| name | clean-typescript-async |
| description | Use when writing, fixing, or editing TypeScript async flows, promises, retries, timeouts, cancellation, shared mutable state across awaits, race conditions, or flaky async tests. |
Clean Async TypeScript
Async code should make ordering, ownership, and failure behavior explicit. Race-prone behavior deserves small units and direct tests.
A1: Isolate Async Workflows
Keep orchestration separate from pure transformation. Parse, validate, map, and calculate in synchronous helpers when possible; let async functions coordinate I/O.
async function importUsers(file: FileHandle, repository: UserRepository) {
const rows = await file.readRows();
const users = rows.map(parseUserRow);
await repository.saveMany(users);
}
A2: Make Ordering Explicit
Use sequential await when order matters and Promise.all when operations are independent. Do not rely on array callbacks with hidden promise behavior.
users.forEach(async (user) => {
await sendInvite(user);
});
await Promise.all(users.map((user) => sendInvite(user)));
A3: Avoid Shared Mutable State Across Awaits
Mutable variables that survive across await boundaries invite races and stale assumptions. Prefer local values, immutable updates, or a single owner for shared state.
let cachedUser: User | undefined;
async function getUser(id: string) {
if (!cachedUser) {
cachedUser = await fetchUser(id);
}
return cachedUser;
}
const userCache = new Map<string, Promise<User>>();
function getUser(id: string) {
const existing = userCache.get(id);
if (existing) {
return existing;
}
const request = fetchUser(id).catch((error: unknown) => {
userCache.delete(id);
throw error;
});
userCache.set(id, request);
return request;
}
If a cache stores promises, define the failure policy. Most request caches should evict rejected promises so one transient failure does not poison every future lookup.
A4: Make Cancellation, Timeouts, Retries, And Fallbacks Visible
Async failure policy is behavior. Keep retry counts, timeout durations, abort signals, and fallback choices named and near the call that owns the policy.

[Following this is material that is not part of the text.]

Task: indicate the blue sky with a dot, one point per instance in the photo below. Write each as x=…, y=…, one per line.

const USER_LOOKUP_TIMEOUT_MS = 2_000;
await fetchUser(userId, {
signal: AbortSignal.timeout(USER_LOOKUP_TIMEOUT_MS),
});
Do not hide broad fallbacks in shared clients unless every caller truly wants the same behavior.

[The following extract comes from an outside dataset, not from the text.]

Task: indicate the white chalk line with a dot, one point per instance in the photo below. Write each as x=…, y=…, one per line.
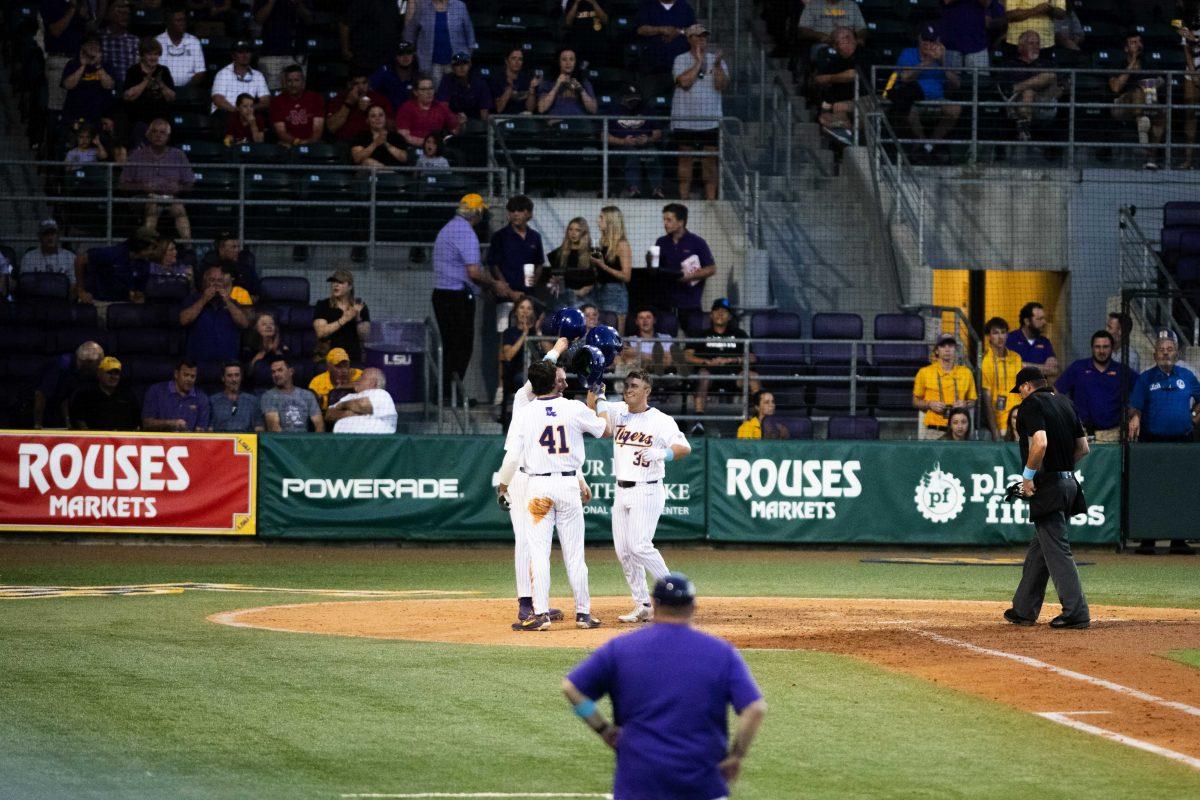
x=1066, y=717
x=1146, y=697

A5: Test Race-Prone Behavior
When code depends on ordering, cancellation, retry, timeout, or deduplication, test that behavior directly with controlled promises, fake timers, or in-memory fakes.

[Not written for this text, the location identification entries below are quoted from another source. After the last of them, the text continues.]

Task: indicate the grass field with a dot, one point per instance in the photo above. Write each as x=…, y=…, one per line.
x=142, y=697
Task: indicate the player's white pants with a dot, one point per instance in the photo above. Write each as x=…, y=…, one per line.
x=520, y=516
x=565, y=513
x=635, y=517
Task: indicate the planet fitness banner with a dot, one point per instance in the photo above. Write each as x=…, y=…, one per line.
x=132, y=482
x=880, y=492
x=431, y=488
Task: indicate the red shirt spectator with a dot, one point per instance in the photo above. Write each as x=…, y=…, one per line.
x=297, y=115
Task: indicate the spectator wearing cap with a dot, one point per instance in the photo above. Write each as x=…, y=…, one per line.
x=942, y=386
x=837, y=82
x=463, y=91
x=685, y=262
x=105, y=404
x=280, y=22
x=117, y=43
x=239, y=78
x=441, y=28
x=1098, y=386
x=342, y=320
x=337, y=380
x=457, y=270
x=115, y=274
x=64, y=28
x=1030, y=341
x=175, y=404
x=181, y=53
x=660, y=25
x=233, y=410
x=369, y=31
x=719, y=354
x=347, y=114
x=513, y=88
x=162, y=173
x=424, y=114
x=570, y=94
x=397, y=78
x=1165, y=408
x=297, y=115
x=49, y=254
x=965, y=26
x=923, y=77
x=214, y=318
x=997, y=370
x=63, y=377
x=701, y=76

test("deduplicates concurrent user fetches", async () => {
const fetchUser = vi.fn().mockResolvedValue({ id: "user-1" });
const users = createUserLoader(fetchUser);
await Promise.all([users.get("user-1"), users.get("user-1")]);
expect(fetchUser).toHaveBeenCalledTimes(1);
});
Flaky async tests are usually a design signal: make the event, clock, promise, or external dependency controllable.